Antiviral activity of Tripartite-Motif 2 protein against New World Arenaviruses

Abstract

Background: New World Arenaviruses (NWA) are single-stranded bisegmented RNA viruses that cause viral hemorrhagic fevers in humans. NWAs are endemic in New World rodents and are transmitted to humans by aerosol. Host factors that alter entry and infection by Junín virus (JUNV), a NWA found in Argentina, were identified through a high throughput RNAi screen. Among them was an antiviral restriction factor, TRIM2, a member of the tripartite-motif (TRIM) family, many of which have effector roles responses to viral infections. TRIM proteins share a RING finger-B box-Coiled coil (RBCC) motif at the N-terminus but have diverse C-terminal domains; TRIM2 contains FIL/NHL domain.
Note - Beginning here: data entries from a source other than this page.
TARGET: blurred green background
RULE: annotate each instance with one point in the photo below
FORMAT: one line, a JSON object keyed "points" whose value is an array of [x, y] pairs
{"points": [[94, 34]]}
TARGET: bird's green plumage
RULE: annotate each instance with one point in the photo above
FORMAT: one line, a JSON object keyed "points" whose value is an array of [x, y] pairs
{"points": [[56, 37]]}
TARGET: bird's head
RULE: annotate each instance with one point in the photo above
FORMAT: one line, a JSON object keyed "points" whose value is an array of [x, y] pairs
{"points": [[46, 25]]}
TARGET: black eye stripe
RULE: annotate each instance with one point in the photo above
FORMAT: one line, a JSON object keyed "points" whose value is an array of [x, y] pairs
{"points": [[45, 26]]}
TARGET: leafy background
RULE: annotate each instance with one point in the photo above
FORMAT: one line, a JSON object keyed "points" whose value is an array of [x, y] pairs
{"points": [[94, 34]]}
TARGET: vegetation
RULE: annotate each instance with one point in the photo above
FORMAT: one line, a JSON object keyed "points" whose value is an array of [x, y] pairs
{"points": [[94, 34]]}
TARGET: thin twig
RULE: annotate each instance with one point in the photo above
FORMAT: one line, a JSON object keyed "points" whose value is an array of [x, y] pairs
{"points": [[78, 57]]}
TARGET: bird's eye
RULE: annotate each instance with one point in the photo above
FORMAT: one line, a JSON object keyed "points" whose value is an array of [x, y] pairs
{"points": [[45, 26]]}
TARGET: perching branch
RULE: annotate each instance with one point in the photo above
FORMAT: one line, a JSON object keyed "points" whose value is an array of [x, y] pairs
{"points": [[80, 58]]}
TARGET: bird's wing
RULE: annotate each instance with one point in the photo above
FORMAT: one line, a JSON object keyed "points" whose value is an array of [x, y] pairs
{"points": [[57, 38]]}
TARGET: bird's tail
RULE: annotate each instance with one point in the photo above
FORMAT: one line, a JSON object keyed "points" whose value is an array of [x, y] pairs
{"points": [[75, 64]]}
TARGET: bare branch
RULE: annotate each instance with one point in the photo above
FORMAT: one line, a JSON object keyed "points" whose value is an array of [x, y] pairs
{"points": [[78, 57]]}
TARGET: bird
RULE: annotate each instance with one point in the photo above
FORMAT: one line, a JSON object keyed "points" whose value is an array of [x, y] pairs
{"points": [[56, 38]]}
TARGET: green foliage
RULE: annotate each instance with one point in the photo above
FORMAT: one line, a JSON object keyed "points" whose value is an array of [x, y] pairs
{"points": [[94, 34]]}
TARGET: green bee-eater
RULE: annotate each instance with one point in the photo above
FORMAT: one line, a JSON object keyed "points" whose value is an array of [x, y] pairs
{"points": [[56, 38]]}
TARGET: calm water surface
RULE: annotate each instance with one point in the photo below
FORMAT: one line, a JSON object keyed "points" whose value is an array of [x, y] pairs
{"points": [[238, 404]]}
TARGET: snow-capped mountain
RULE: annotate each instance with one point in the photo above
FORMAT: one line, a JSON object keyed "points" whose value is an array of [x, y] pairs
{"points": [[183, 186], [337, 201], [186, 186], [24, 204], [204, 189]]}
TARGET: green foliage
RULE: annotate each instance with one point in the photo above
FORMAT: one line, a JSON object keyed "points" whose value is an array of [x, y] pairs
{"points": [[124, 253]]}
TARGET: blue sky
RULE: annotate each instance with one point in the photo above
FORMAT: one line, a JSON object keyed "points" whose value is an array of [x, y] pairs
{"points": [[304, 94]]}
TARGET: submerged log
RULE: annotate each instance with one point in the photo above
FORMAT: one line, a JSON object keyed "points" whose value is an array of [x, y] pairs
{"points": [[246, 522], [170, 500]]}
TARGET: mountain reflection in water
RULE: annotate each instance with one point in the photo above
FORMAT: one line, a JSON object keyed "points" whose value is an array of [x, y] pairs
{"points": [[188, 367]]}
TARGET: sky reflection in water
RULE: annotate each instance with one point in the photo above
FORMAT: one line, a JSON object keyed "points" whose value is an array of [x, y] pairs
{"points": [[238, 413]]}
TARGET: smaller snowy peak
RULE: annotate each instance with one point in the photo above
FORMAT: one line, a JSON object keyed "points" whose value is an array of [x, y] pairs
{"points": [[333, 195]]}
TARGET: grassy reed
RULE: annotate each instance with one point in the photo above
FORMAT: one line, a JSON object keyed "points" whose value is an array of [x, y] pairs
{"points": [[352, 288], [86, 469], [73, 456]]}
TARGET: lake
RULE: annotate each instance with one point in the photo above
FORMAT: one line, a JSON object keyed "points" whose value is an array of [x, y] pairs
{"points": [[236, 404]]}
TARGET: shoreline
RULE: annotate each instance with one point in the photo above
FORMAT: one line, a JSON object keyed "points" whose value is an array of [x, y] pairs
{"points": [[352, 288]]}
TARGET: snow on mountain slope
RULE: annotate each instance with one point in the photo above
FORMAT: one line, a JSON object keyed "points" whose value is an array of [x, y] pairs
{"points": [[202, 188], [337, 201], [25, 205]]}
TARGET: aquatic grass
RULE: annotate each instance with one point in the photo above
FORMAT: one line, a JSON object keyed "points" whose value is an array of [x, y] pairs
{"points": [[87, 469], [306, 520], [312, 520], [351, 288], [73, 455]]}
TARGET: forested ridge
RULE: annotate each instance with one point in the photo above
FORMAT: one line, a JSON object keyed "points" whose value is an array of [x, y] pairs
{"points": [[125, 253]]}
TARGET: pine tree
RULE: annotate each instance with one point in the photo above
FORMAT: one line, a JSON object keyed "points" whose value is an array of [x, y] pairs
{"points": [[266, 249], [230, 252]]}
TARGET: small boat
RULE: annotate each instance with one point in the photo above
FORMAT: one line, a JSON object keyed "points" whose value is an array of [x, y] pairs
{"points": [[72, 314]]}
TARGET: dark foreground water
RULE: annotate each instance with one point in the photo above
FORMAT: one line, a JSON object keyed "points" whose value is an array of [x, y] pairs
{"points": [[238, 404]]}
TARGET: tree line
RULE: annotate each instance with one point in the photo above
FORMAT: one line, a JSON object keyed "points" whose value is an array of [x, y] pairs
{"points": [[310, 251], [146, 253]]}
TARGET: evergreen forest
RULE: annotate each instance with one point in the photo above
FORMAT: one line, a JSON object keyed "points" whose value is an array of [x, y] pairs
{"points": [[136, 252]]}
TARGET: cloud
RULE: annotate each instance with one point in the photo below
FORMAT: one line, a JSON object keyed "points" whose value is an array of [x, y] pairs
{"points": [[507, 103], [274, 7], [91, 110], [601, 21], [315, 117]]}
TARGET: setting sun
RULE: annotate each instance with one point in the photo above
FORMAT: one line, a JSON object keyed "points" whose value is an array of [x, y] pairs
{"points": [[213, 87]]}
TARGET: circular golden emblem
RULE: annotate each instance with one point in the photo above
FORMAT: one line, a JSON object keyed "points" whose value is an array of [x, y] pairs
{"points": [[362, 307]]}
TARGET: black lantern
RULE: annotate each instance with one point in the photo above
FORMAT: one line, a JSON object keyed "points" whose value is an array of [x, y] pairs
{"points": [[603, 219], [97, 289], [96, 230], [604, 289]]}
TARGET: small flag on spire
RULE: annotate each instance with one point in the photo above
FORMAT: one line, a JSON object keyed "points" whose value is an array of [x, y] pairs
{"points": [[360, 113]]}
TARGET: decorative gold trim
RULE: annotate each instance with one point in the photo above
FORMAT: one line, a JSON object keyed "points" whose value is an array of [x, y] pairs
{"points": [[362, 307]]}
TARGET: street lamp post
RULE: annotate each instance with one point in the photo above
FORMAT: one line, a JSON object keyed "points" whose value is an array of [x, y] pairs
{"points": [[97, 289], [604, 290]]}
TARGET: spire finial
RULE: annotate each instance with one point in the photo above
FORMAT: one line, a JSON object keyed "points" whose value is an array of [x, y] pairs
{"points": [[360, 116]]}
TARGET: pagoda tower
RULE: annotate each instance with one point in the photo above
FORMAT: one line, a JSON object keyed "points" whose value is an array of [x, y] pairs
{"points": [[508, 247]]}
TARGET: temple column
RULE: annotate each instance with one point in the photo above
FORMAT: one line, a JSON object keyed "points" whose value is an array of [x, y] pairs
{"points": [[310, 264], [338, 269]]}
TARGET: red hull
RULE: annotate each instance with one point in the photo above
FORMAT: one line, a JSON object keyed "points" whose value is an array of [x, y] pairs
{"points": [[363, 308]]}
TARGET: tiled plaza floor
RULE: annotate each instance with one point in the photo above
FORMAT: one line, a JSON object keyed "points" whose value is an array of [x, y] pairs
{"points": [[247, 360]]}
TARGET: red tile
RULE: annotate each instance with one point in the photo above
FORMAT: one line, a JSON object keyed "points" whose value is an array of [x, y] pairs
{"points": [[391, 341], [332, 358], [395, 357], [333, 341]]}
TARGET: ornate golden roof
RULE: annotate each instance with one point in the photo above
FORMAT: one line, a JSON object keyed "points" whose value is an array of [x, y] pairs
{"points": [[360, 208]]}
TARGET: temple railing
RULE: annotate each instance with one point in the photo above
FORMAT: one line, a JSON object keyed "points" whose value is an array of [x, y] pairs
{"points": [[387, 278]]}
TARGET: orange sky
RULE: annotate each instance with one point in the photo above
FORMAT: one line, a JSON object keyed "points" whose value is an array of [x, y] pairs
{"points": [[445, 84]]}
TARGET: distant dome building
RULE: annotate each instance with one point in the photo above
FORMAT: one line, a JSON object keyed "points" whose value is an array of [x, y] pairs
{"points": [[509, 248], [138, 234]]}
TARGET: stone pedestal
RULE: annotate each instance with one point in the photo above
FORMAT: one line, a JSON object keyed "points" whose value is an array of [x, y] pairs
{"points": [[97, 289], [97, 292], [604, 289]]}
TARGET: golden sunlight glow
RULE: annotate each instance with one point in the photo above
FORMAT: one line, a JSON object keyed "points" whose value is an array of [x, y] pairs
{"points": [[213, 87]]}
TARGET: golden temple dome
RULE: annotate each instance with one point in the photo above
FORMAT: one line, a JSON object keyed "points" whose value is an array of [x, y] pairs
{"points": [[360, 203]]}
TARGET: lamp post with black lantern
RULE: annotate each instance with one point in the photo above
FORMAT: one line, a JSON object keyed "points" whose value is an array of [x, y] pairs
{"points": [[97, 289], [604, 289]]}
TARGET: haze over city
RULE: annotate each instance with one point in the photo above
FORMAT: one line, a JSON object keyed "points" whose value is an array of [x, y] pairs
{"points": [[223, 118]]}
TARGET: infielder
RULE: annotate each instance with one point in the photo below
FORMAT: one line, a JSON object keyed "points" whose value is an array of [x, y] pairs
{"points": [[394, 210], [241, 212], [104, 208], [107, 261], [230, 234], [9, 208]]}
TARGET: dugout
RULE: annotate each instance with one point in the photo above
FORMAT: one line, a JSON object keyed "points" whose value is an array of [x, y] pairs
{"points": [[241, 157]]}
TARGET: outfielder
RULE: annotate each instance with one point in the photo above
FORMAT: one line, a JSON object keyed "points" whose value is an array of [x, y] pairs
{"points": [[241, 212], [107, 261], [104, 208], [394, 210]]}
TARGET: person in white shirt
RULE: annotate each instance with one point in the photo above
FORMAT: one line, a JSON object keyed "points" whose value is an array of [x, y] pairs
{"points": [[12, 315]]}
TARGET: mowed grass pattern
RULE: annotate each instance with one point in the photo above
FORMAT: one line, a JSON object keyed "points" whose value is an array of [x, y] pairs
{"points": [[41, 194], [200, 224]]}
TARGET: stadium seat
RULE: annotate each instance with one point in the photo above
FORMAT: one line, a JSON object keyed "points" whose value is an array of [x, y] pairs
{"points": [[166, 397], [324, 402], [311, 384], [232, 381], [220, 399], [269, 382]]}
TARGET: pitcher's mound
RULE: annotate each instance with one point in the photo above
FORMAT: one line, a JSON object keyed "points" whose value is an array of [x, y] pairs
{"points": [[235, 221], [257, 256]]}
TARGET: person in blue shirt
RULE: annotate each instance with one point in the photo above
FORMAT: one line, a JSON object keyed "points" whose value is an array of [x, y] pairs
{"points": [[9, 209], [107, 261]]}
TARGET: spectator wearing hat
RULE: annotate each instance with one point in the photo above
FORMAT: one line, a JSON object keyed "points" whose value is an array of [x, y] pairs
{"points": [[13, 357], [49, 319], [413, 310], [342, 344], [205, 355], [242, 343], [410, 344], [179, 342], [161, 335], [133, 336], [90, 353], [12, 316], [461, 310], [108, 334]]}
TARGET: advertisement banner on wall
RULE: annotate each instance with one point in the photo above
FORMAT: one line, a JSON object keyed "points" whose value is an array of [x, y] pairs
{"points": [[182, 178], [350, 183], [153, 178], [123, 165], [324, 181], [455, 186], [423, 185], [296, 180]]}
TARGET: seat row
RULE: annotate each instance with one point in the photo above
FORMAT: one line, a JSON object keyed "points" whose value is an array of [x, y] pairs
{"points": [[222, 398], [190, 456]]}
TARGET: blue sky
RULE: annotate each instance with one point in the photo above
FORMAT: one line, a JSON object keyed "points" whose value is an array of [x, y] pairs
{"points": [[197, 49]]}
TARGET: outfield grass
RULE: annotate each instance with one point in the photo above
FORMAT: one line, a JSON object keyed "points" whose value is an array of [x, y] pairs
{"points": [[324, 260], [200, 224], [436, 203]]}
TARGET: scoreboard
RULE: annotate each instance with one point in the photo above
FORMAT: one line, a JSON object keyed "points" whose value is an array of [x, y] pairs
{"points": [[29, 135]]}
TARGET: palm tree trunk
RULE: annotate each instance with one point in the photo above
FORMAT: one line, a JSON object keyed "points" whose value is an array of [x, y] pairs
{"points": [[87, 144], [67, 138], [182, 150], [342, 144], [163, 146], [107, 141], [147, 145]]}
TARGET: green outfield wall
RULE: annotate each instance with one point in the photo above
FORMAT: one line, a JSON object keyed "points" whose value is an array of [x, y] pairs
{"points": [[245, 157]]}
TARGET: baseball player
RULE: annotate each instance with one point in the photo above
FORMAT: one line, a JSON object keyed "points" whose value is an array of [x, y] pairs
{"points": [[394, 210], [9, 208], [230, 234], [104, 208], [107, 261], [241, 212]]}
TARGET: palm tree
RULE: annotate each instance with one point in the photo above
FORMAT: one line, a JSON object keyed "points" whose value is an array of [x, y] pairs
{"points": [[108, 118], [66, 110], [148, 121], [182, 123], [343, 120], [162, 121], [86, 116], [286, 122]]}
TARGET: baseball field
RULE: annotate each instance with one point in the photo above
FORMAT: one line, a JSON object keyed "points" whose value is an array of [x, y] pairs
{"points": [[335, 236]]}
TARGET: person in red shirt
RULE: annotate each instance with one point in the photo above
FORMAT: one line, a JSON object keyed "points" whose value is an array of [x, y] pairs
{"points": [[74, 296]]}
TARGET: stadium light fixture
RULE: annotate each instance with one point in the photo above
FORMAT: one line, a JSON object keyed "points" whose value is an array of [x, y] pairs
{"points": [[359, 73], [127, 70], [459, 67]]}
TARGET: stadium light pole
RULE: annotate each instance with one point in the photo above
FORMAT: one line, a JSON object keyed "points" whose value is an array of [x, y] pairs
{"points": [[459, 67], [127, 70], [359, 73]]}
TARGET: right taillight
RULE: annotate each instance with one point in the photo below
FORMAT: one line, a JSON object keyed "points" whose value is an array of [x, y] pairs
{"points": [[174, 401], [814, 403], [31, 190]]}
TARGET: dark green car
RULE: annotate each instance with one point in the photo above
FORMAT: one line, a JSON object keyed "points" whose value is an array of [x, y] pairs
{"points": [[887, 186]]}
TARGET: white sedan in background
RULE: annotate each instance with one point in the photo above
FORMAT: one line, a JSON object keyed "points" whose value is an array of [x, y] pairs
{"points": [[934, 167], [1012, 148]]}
TRIMs are E3 ubiquitin ligases whose activity is conferred by the RING domain. Our data suggests that TRIM2 acts at the viral entry step, which would be unique for TRIM proteins. Methods & Materials: Using CRISPR/Cas9 technology we generated different TRIM2 mutant mice with different deletions. Bone Marrow-derived macrophages (BMDMs) were isolated from the mutant mice, and infected with the JUNV vaccine strain Candid 1 for 24 hours. RNA was extracted from the cells and subjected to RT-qPCR to assess the levels of infection. JUNV was also detected by immunoblotting using an anti NP monoclonal antibody. Eight old weeks mice were infected intracranially with 1 × 104 PFU of Candid 1 for 5 days and the RNA was assayed as described above. Constructs containing different domains of TRIM2 were cloned into expression vectors and transfected into 293T cells followed by JUNV infection to assess the domain involved in the antiviral activity. TRIM2-interacting proteins were identified by co-immunoprecipitation from BMDMs and JUNV-infected brains using an anti-TRIM2 monoclonal antibody. Results: We observed higher levels of JUNV infection in the TRIM2 mutant cells and mice in comparison to wild-type. We found that the FIL domain, but not the RING domain, was involved in the antiviral activity and that TRIM2 interacted with signal regulatory protein alpha (SIRPA), which had anti-NWA activity. Conclusion: TRIM2 is an anti-arenaviral host factor and might work through SIRPA by a mechanism not fully elucidated yet. This type of restriction has not been previously described for any TRIM protein.